PYQ 3 — CBSE 2022, 5 Marks

A compound microscope has objective focal length 1 cm and eyepiece focal length 5 cm, with tube length 25 cm. Find total magnification when image forms at near point (D = 25 cm).

$M_{\text{microscope}} = M_o \times M_e = \dfrac{L}{f_o}\left(1 + \dfrac{D}{f_e}\right) = \dfrac{25}{1}\left(1 + \dfrac{25}{5}\right) = 25 \times 6 = 150$ .

Difficulty Distribution

Difficulty	% of Marks	Sub-topics
Easy	30%	Mirror/lens single substitution, Snell’s law
Medium	50%	Lens-mirror combinations, magnification, lensmaker’s
Hard	20%	Optical instruments (microscope, telescope), TIR + prism

Expert Strategy

Week 1 — Sign convention and single-element problems. This is where most marks are won or lost. Practice 30+ problems of single mirror/lens until sign convention is automatic.

Week 2 — Combinations. Two-lens, lens + mirror, and immersed lens problems. Use $1/f_{\text{total}} = 1/f_1 + 1/f_2$ for thin lenses in contact.

Week 3 — Optical instruments. Memorise the four formulas (compound microscope and telescope, both at near point and infinity). They directly appear as 5-mark questions.

Sign convention masterstroke: Adopt the rule “object distance is always negative (real object)” and “image distance positive if real, negative if virtual” for both mirrors and lenses. One rule for both — no more confusion.

Common Traps

Trap 1: Confusing mirror formula sign convention with lens.

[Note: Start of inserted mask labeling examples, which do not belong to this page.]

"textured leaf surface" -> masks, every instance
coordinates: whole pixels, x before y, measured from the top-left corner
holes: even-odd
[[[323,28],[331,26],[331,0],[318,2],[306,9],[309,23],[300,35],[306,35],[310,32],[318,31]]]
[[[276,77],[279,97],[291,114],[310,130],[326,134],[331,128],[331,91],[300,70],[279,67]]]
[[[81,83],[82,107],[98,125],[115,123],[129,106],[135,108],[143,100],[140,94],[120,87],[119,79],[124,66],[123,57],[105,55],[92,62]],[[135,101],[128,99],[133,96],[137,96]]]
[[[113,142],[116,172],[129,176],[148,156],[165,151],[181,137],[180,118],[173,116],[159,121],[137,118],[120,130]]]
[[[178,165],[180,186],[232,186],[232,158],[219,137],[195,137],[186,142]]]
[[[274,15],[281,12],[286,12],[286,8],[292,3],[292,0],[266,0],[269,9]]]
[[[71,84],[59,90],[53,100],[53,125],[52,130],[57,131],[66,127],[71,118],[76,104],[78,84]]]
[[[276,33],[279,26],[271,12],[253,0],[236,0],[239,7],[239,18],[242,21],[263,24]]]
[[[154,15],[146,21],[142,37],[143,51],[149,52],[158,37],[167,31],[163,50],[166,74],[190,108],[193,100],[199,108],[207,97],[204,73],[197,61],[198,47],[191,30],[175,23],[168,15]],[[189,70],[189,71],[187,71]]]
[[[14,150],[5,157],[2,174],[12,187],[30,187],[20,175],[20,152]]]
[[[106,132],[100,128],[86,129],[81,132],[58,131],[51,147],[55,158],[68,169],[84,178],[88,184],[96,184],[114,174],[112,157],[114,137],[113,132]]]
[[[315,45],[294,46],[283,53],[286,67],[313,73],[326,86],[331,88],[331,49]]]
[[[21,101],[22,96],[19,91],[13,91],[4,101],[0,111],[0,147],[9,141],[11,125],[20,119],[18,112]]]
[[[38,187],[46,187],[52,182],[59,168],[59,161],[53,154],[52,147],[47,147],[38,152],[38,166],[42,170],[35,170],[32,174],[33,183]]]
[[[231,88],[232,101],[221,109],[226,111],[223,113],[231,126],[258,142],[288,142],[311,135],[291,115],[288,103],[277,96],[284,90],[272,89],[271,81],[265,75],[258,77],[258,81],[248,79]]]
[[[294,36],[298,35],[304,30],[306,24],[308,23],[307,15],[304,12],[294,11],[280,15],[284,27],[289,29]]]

Mirror: $\dfrac{1}{v} + \dfrac{1}{u} = \dfrac{1}{f}$ (plus sign). Lens: $\dfrac{1}{v} - \dfrac{1}{u} = \dfrac{1}{f}$ (minus sign). They look similar — write them out fully every time.

Trap 2: Forgetting that $R_1$ and $R_2$ have signs in lensmaker’s equation.

For a biconvex lens, $R_1 > 0$ and $R_2 < 0$ . Plugging both as positive gives the wrong focal length.

Trap 3: Using normal adjustment formula when image is at near point.

Microscope $M = (L/f_o)(D/f_e)$ for image at infinity (normal adjustment); but $(L/f_o)(1 + D/f_e)$ for image at near point. Read the question carefully.

Trap 4: Ignoring the medium when computing critical angle.

$\sin\theta_c = n_2/n_1$ for light going from denser to rarer ( $n_1 > n_2$ ). The “1/n” form assumes the rarer medium is air ( $n_2 = 1$ ).

Trap 5: Wrong magnification sign.

For mirrors: $m = -v/u$ . For lenses: $m = v/u$ . The sign tells you upright (positive) vs inverted (negative). Don’t lose 1 mark on a sign.